Migrating HA Cluster, Want to Force Full Replication

List overview All Threads
Download

newer

older

Replication issue with OpenLdap:...

Timeouts with ldap_search_ext_s...

Brendan Kearney

17 Dec 2025 17 Dec '25

6:18 a.m.

List members,

I plan on updating my 3 node multi-primary instances and want to have a full resync done when each instance is rebuilt and rejoined to the cluster. Currently, I have both config and DIT fully replicated between all instances. When I rebuild each node, it will have all of the configs in place to be a part of the cluster. What I would like to have is all the data pushed to the newly built, but empty, instance.

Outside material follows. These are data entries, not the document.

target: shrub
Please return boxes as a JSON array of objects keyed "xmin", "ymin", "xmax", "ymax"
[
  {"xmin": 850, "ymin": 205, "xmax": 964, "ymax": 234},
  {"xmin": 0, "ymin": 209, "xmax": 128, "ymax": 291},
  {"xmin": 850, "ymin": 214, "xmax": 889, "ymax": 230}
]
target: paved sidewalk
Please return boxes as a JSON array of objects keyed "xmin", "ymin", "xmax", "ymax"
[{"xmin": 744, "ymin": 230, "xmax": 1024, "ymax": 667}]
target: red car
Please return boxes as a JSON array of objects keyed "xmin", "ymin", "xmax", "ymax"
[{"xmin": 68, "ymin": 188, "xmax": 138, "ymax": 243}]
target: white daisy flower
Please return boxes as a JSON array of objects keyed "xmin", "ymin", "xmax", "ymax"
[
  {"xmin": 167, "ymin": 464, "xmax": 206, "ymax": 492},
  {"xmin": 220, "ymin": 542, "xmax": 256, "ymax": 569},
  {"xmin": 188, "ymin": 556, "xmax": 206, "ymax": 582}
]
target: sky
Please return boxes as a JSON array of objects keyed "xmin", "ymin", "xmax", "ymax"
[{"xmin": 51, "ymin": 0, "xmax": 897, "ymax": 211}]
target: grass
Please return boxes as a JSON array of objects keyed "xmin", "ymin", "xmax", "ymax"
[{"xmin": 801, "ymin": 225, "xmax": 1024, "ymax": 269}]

I have a process that is somewhat brute force, where all data is exported, stripped of entryCSN and contextCSN values, then added back to the newly built instance. This would require that the other instances be stopped or otherwise not take any updates during the transition. I would like to avoid this disruption in service, if at all possible.

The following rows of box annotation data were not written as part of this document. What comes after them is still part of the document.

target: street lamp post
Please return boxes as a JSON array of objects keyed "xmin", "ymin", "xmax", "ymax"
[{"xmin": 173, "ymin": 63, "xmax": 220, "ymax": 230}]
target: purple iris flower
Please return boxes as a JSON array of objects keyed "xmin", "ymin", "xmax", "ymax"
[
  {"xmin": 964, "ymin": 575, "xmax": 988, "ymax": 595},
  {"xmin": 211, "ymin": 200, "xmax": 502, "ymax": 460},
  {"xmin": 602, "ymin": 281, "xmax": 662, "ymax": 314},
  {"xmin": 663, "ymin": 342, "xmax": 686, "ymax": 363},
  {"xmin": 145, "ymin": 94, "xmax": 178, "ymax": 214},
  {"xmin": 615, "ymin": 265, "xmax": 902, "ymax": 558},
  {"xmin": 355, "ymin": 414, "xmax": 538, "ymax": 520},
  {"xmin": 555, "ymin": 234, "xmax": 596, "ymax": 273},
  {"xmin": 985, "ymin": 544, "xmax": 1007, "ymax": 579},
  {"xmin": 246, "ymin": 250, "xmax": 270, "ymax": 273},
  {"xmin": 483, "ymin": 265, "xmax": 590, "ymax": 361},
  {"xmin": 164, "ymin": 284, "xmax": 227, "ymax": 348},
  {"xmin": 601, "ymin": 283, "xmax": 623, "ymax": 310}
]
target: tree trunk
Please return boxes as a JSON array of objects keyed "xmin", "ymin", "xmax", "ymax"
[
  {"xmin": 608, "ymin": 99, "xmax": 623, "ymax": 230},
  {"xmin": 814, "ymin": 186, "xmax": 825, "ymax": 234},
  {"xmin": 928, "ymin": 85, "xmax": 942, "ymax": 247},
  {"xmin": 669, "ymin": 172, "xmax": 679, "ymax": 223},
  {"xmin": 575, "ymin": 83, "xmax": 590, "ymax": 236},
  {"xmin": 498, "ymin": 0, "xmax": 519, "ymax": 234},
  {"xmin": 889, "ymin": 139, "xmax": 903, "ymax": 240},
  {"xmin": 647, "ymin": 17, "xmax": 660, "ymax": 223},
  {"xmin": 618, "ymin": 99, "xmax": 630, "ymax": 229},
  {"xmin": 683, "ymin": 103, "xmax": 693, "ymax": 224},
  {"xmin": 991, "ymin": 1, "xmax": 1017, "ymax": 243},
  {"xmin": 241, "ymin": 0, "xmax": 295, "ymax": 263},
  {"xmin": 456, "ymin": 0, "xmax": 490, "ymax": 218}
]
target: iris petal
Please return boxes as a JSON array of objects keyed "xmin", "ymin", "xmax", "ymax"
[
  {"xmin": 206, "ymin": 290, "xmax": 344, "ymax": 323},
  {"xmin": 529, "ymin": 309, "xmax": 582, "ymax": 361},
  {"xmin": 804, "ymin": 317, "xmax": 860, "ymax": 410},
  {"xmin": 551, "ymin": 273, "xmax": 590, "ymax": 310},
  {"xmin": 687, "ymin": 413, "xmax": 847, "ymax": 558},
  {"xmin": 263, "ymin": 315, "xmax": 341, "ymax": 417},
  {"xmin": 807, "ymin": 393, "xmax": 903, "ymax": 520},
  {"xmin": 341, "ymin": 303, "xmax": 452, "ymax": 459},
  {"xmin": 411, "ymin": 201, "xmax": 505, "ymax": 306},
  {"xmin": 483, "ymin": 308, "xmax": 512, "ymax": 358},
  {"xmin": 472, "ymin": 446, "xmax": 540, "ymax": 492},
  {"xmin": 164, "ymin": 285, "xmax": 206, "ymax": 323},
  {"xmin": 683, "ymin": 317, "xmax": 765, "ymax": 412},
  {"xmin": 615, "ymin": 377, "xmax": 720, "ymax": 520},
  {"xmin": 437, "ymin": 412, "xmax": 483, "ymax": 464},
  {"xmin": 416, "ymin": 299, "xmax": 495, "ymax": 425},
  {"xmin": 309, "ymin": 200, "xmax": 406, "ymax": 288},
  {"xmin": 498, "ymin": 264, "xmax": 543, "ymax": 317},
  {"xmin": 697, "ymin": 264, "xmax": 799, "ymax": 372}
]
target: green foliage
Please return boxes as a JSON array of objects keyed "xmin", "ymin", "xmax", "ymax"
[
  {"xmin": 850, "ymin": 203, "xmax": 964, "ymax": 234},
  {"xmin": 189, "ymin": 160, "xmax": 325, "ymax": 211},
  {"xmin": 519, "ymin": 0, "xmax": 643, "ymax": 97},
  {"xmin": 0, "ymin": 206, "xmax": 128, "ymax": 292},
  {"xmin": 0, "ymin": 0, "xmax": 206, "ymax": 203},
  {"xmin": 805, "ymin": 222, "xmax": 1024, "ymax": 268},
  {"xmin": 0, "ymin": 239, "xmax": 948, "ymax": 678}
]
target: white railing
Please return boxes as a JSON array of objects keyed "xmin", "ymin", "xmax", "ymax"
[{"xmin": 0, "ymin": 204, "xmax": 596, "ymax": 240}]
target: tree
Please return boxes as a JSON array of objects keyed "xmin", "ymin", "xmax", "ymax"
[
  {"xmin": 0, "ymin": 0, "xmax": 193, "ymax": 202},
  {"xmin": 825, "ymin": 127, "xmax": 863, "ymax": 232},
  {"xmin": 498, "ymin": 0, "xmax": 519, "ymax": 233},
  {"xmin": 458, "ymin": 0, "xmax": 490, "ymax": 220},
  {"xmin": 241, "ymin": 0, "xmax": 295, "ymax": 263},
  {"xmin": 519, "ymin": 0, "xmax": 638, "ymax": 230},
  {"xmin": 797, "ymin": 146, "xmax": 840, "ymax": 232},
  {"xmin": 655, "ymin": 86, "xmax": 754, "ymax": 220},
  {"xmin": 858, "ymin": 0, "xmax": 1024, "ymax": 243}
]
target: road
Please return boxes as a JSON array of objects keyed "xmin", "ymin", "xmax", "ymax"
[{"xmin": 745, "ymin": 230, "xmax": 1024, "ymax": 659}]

Is there a way to have a full resync done when a rebuilt instance that has no data rejoins a cluster?

Thanks in advance,

Brendan Kearney

Show replies by date

Ondřej Kuzník

17 Dec 17 Dec

6:46 a.m.

On Wed, Dec 17, 2025 at 09:18:04AM -0500, Brendan Kearney wrote:

...

List members,

I plan on updating my 3 node multi-primary instances and want to have a full resync done when each instance is rebuilt and rejoined to the cluster. Currently, I have both config and DIT fully replicated between all instances. When I rebuild each node, it will have all of the configs in place to be a part of the cluster. What I would like to have is all the data pushed to the newly built, but empty, instance.

I have a process that is somewhat brute force, where all data is exported, stripped of entryCSN and contextCSN values, then added back to the newly built instance. This would require that the other instances be stopped or otherwise not take any updates during the transition. I would like to avoid this disruption in service, if at all possible.

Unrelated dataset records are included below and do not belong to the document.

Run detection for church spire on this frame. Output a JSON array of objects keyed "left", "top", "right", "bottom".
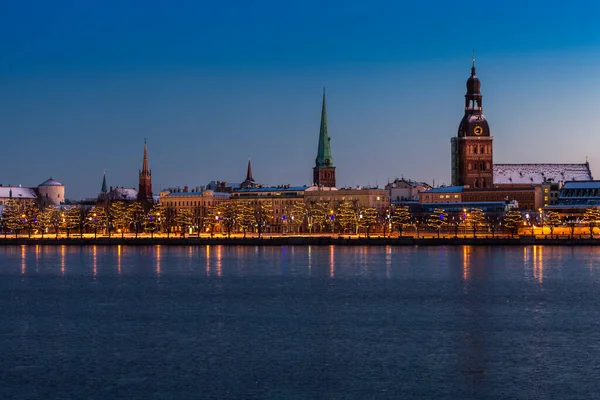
[
  {"left": 100, "top": 171, "right": 108, "bottom": 194},
  {"left": 246, "top": 158, "right": 254, "bottom": 182},
  {"left": 138, "top": 139, "right": 153, "bottom": 202},
  {"left": 315, "top": 88, "right": 333, "bottom": 167},
  {"left": 141, "top": 139, "right": 148, "bottom": 174},
  {"left": 313, "top": 88, "right": 335, "bottom": 187}
]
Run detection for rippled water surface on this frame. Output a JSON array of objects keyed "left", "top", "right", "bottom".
[{"left": 0, "top": 246, "right": 600, "bottom": 399}]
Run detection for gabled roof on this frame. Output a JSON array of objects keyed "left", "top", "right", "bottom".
[
  {"left": 562, "top": 181, "right": 600, "bottom": 189},
  {"left": 421, "top": 186, "right": 464, "bottom": 194},
  {"left": 494, "top": 163, "right": 593, "bottom": 184},
  {"left": 0, "top": 186, "right": 37, "bottom": 199},
  {"left": 235, "top": 186, "right": 308, "bottom": 193},
  {"left": 39, "top": 177, "right": 65, "bottom": 186}
]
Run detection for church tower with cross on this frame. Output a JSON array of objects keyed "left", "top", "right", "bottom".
[
  {"left": 451, "top": 59, "right": 494, "bottom": 188},
  {"left": 313, "top": 88, "right": 335, "bottom": 187},
  {"left": 138, "top": 139, "right": 153, "bottom": 203}
]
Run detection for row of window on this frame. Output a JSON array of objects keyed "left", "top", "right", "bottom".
[
  {"left": 459, "top": 144, "right": 492, "bottom": 154},
  {"left": 467, "top": 161, "right": 490, "bottom": 171}
]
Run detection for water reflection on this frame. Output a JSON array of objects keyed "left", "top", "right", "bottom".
[
  {"left": 329, "top": 246, "right": 335, "bottom": 278},
  {"left": 154, "top": 244, "right": 162, "bottom": 278},
  {"left": 206, "top": 244, "right": 210, "bottom": 276},
  {"left": 533, "top": 246, "right": 544, "bottom": 283},
  {"left": 217, "top": 246, "right": 223, "bottom": 277},
  {"left": 60, "top": 245, "right": 67, "bottom": 276},
  {"left": 463, "top": 246, "right": 471, "bottom": 281},
  {"left": 21, "top": 245, "right": 27, "bottom": 275},
  {"left": 92, "top": 246, "right": 97, "bottom": 279},
  {"left": 385, "top": 245, "right": 392, "bottom": 279},
  {"left": 117, "top": 245, "right": 122, "bottom": 275}
]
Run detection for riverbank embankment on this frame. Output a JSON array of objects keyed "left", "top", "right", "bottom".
[{"left": 0, "top": 235, "right": 600, "bottom": 246}]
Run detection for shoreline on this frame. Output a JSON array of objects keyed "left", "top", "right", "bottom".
[{"left": 0, "top": 236, "right": 600, "bottom": 246}]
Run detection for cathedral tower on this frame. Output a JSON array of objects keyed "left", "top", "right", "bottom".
[
  {"left": 138, "top": 140, "right": 153, "bottom": 202},
  {"left": 451, "top": 59, "right": 494, "bottom": 188},
  {"left": 313, "top": 88, "right": 335, "bottom": 187}
]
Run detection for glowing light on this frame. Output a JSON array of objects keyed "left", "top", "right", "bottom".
[
  {"left": 329, "top": 246, "right": 335, "bottom": 278},
  {"left": 155, "top": 244, "right": 162, "bottom": 277},
  {"left": 60, "top": 245, "right": 66, "bottom": 276},
  {"left": 21, "top": 245, "right": 27, "bottom": 275},
  {"left": 463, "top": 246, "right": 471, "bottom": 281},
  {"left": 92, "top": 245, "right": 98, "bottom": 279}
]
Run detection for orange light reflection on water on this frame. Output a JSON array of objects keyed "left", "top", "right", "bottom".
[
  {"left": 217, "top": 246, "right": 223, "bottom": 277},
  {"left": 60, "top": 245, "right": 66, "bottom": 276},
  {"left": 533, "top": 246, "right": 544, "bottom": 283},
  {"left": 155, "top": 244, "right": 162, "bottom": 277},
  {"left": 206, "top": 244, "right": 210, "bottom": 276},
  {"left": 21, "top": 245, "right": 27, "bottom": 275},
  {"left": 329, "top": 246, "right": 335, "bottom": 278},
  {"left": 463, "top": 246, "right": 471, "bottom": 281},
  {"left": 92, "top": 245, "right": 98, "bottom": 279}
]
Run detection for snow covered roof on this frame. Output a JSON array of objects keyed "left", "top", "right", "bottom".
[
  {"left": 494, "top": 163, "right": 593, "bottom": 184},
  {"left": 106, "top": 187, "right": 137, "bottom": 201},
  {"left": 235, "top": 185, "right": 307, "bottom": 193},
  {"left": 39, "top": 177, "right": 65, "bottom": 186},
  {"left": 421, "top": 186, "right": 464, "bottom": 194},
  {"left": 563, "top": 181, "right": 600, "bottom": 190},
  {"left": 0, "top": 186, "right": 37, "bottom": 199}
]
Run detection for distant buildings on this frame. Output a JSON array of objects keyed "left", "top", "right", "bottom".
[{"left": 0, "top": 178, "right": 65, "bottom": 208}]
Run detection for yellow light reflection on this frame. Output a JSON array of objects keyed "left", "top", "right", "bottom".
[
  {"left": 329, "top": 246, "right": 335, "bottom": 278},
  {"left": 35, "top": 244, "right": 40, "bottom": 272},
  {"left": 533, "top": 246, "right": 544, "bottom": 283},
  {"left": 155, "top": 244, "right": 162, "bottom": 277},
  {"left": 117, "top": 244, "right": 122, "bottom": 275},
  {"left": 217, "top": 245, "right": 223, "bottom": 277},
  {"left": 21, "top": 245, "right": 27, "bottom": 275},
  {"left": 92, "top": 245, "right": 97, "bottom": 279},
  {"left": 308, "top": 245, "right": 312, "bottom": 275},
  {"left": 463, "top": 246, "right": 471, "bottom": 281},
  {"left": 60, "top": 244, "right": 66, "bottom": 276},
  {"left": 206, "top": 244, "right": 210, "bottom": 276},
  {"left": 385, "top": 245, "right": 392, "bottom": 279}
]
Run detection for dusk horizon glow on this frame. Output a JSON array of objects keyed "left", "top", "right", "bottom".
[{"left": 0, "top": 1, "right": 600, "bottom": 200}]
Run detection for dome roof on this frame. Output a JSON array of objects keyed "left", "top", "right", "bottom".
[
  {"left": 467, "top": 66, "right": 481, "bottom": 94},
  {"left": 38, "top": 177, "right": 65, "bottom": 186}
]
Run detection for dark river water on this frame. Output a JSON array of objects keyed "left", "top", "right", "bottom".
[{"left": 0, "top": 246, "right": 600, "bottom": 399}]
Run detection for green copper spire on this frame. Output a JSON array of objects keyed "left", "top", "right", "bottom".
[
  {"left": 315, "top": 88, "right": 333, "bottom": 167},
  {"left": 100, "top": 171, "right": 108, "bottom": 193}
]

Is there a way to have a full resync done when a rebuilt instance that has no data rejoins a cluster?

Hi Brendan, it's much simpler than you think: - slapcat cn=config, slapadd -n0 it on each server - then either: - slapcat your DB(s) on one of the servers, then just slapadd it (no changes, no behavioural options, maybe -q) - or just start with an empty DB and the replica will sync up from scratch, when it does, you can register it with your load balancer

Certainly do not munge the slapcat output in any way before loading it. The slapcat is also your backup, some sites choose to set up a spare server that gets stopped, slapcat'd and then started again. Gives them a pristine backup as well with no impact on the rest of the site.

Just to make sure: - check your ACLs are up to scratch - give the replicating identity **full and unrestricted** read access to the relevant DB - that each server resolves its unique serverID correctly - monitor your replication (e.g. with syncmonitor[0] or a homegrown tool)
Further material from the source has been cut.